Modules aan elkaar koppelen
Het is gebruikelijk om een bovenliggend Bicep-bestand te maken dat meerdere modules samenstelt. Stel dat u een nieuwe Bicep-sjabloon bouwt om virtuele machines te implementeren die gebruikmaken van toegewezen virtuele netwerken. U kunt een module maken om een virtueel netwerk te definiëren. Vervolgens kunt u de resource-id van het subnet van het virtuele netwerk als uitvoer van die module gebruiken en gebruiken als invoer voor de virtuele-machinemodule:
@description('Username for the virtual machine.')
param adminUsername string
@description('Password for the virtual machine.')
@minLength(12)
@secure()
param adminPassword string
module virtualNetwork 'modules/vnet.bicep' = {
name: 'virtual-network'
}
module virtualMachine 'modules/vm.bicep' = {
name: 'virtual-machine'
params: {
adminUsername: adminUsername
adminPassword: adminPassword
subnetResourceId: virtualNetwork.outputs.subnetResourceId
}
}
In dit voorbeeld worden symbolische namen gebruikt voor de verwijzing tussen de modules. Deze verwijzing helpt Bicep om automatisch inzicht te hebben in de relaties tussen de modules.
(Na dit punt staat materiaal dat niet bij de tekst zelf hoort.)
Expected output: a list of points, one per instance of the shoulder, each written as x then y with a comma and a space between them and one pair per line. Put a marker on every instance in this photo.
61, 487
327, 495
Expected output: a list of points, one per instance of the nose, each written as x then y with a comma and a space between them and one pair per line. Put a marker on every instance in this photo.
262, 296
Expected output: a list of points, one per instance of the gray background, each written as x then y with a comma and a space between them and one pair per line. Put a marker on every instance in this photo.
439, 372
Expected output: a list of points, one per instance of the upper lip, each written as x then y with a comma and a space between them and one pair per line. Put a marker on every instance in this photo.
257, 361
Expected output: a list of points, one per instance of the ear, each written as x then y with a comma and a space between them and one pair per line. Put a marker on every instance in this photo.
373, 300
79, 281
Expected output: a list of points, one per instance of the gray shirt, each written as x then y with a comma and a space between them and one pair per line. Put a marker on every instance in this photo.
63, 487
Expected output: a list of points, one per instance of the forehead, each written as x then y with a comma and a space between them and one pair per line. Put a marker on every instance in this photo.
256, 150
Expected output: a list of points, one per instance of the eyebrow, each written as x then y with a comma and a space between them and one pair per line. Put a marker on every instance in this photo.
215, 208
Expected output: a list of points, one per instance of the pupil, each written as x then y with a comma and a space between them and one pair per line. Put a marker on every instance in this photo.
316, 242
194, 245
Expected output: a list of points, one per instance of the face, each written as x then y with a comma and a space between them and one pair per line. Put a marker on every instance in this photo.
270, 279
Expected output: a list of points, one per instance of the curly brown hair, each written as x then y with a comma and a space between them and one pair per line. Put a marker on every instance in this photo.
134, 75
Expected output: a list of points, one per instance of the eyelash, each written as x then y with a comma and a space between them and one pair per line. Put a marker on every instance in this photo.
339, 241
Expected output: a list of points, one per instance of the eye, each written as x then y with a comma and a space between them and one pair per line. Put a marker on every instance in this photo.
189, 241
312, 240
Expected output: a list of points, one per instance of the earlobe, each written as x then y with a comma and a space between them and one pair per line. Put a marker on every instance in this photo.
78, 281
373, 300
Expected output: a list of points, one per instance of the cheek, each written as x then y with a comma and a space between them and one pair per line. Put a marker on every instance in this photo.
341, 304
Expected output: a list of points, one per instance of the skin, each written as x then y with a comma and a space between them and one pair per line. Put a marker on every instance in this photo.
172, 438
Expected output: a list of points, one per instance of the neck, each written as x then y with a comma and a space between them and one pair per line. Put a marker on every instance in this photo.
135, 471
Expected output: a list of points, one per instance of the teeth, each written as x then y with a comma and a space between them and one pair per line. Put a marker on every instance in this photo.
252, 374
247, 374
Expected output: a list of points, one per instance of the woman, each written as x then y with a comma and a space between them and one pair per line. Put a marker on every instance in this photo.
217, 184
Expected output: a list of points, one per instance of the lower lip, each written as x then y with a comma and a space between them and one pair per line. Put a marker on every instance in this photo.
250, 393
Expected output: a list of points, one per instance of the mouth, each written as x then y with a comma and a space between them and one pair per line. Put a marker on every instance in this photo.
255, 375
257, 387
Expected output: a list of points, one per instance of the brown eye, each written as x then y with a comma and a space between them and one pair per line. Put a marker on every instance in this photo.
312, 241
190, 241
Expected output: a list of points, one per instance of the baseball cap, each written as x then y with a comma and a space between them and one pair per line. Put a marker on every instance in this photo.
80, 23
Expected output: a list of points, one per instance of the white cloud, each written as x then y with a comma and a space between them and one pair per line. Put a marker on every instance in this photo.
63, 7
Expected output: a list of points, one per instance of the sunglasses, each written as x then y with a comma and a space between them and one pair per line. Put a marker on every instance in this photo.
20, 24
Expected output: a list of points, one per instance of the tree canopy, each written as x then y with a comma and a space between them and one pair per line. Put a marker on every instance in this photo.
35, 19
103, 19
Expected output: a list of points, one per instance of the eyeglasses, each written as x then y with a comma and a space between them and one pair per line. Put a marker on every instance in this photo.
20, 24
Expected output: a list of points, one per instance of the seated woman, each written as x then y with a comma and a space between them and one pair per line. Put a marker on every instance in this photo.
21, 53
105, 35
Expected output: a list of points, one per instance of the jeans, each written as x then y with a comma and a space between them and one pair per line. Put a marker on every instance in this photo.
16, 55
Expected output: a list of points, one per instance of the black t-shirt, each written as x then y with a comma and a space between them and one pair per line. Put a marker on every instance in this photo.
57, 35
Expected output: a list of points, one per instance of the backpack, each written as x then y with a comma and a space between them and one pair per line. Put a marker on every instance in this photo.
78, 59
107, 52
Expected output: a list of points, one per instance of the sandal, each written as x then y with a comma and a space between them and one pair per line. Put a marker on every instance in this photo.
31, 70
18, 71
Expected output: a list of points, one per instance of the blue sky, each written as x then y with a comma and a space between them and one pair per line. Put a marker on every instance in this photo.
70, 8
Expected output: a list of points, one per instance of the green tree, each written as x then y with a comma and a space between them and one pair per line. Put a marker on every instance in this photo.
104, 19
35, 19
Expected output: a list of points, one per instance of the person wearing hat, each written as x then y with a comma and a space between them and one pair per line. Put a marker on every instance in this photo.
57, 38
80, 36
Omdat Bicep begrijpt dat er een afhankelijkheid is, worden de modules op volgorde geïmplementeerd:
- Bicep implementeert alles in de
virtualNetwork
module. - Als deze implementatie slaagt, opent Bicep de
subnetResourceId
uitvoerwaarde en geeft deze als parameter door aan devirtualMachine
module. - Bicep implementeert alles in de
virtualMachine
module.
Notitie
Wanneer u afhankelijk bent van een module, wacht Bicep totdat de volledige module-implementatie is voltooid. Het is belangrijk om dit te onthouden wanneer u uw modules plant. Als u een module maakt die een resource definieert die lang duurt om te implementeren, wachten alle andere resources die afhankelijk zijn van die module totdat de implementatie van de hele module is voltooid.